CM: Well, history certainly seems to indicate that. It’s hard for us to tell because we see time in these very slow stretches of tiny amounts. So we live our lives over the course of, if we’re lucky, 80 or 90 years. 80 or 90 years is not a relevant amount of time in the span of history. It’s irrelevant. So for instance, we live in the United States. We are constantly told it’s the greatest nation in the world, and it has been here for 250 years-ish, that’s nothing (laughs). There are bridges three times as old as that in Europe. So yeah, it seems to me that nature is entirely about life and death, that cycle. It applies to all things, both living and all things that are manifested by the living, and facing that is difficult because it’s facing our own mortality. And it’s interesting that it’s fungus that is there waiting when things start to fall apart. Fungi break it down and return it back to its basic elements so that it can be used to rebuild again as life, as structures, as things.
So yes, I think about this. I’m getting older. I’m 52, and sometimes now when I look at children, I notice how new they are. Do you know what I mean? I’m starting to notice.
CM: Wow, look at how… Yeah. I wonder what their tendons and ligaments look like compared to mine (laughs). They’re so new and they’re so vital and able and capable, and yet they too one day will succumb to everything that I’m succumbing to, which is, as you said, the degradation. Things must follow this path. And that is another kind of loss and grief that we have to deal with. Grieving of ourselves, the grief of the end of the things that we knew and relied on. It all goes away. It all goes away. And I think people generally tend to avoid thinking about it because it’s upsetting. But how do you not think about it?
One day people are going to be watching this conversation, or listening, I guess transcribing it, they’re going to be reading these words that we said, and we’re both going to be long gone.
I mean, I’ll be gone sooner, don’t worry. But it’ll be echoes of ghosts, and that’s fascinating to me. Just fascinating.

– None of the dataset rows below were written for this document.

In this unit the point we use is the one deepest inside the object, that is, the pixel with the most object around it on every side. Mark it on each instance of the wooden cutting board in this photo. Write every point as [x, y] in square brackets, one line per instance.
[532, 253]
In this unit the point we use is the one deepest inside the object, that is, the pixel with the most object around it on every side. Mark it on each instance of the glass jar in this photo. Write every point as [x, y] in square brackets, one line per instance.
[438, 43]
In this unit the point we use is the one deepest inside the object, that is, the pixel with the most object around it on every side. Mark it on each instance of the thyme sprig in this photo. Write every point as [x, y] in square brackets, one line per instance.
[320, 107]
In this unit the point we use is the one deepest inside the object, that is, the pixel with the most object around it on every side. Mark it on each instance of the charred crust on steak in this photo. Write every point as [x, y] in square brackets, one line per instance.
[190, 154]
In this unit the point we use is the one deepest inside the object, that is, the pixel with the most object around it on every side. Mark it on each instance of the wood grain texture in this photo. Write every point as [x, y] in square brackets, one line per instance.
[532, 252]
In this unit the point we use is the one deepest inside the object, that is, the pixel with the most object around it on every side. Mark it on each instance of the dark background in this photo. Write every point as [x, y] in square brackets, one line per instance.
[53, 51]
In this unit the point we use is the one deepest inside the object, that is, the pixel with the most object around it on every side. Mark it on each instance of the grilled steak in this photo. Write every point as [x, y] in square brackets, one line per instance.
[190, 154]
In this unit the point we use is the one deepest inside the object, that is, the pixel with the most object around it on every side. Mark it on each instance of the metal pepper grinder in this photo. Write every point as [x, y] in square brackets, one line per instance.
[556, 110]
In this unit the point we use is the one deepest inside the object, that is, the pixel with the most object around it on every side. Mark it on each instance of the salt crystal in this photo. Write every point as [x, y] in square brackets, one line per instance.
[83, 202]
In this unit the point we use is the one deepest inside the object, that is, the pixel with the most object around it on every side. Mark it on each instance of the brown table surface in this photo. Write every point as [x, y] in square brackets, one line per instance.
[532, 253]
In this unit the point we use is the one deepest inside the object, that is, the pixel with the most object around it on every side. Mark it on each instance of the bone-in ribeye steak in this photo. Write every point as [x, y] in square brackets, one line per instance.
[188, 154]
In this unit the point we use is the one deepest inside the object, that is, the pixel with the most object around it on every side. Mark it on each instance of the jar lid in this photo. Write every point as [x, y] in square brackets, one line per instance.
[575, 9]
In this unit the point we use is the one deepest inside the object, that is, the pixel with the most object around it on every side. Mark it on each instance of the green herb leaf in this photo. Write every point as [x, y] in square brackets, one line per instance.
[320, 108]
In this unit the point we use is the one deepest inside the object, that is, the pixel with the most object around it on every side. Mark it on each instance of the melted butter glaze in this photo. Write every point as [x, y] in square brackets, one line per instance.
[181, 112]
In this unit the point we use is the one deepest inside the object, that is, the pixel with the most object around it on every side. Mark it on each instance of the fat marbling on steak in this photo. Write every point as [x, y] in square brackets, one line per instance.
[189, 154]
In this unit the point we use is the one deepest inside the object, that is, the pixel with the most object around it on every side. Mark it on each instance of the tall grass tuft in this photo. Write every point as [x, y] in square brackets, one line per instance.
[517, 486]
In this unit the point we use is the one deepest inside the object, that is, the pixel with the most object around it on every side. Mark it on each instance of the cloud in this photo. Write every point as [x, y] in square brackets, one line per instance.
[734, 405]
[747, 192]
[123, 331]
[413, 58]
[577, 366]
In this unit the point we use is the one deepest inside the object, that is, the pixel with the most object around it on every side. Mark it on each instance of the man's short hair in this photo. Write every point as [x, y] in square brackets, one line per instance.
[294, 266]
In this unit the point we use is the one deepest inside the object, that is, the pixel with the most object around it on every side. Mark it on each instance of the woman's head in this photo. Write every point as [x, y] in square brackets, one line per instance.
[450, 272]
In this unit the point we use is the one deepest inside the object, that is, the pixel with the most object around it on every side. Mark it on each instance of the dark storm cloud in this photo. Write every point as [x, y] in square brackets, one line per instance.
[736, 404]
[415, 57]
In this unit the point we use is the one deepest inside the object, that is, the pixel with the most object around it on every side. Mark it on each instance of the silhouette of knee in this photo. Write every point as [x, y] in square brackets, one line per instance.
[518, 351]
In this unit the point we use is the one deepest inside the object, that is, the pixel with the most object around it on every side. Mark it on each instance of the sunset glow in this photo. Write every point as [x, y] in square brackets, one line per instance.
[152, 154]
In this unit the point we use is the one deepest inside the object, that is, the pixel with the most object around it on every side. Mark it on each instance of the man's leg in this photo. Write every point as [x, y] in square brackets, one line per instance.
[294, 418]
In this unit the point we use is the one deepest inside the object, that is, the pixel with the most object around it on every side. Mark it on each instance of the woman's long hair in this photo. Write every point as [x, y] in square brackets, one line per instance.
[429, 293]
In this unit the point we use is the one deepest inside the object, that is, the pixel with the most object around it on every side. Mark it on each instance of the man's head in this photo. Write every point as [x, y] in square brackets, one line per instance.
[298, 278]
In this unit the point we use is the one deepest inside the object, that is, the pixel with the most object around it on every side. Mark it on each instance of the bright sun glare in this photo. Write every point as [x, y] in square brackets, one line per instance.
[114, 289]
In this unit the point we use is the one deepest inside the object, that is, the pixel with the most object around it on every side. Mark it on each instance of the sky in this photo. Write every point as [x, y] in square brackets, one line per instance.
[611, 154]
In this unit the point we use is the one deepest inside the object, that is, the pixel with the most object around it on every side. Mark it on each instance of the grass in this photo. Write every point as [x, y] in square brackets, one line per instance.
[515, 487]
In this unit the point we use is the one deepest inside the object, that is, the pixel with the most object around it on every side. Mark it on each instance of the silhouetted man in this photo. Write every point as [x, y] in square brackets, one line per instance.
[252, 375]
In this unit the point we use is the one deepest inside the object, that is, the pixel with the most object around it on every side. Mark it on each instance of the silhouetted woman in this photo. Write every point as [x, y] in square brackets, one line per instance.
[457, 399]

TD: Very much. Is there anything you’re able to discuss when it comes to any further seasons we’re progressing into, or even just season two?
CM: No, not really. But we are hard at work at it, and we have a plan. I think the important thing for people to know is that even though we see this show continuing beyond season two, there is a hard end in place. This is not going to be an ongoing series that generates many seasons. We are using seasons to tell the story that exists as we want to tell it, and it will then end as we want it to end.
Craig Mazin is Emmy-eligible in the category of Outstanding Directing for a Drama Series (episode TBD), Outstanding Writing for a Drama Series (episode TBD) and Outstanding Drama Series, all for The Last of Us.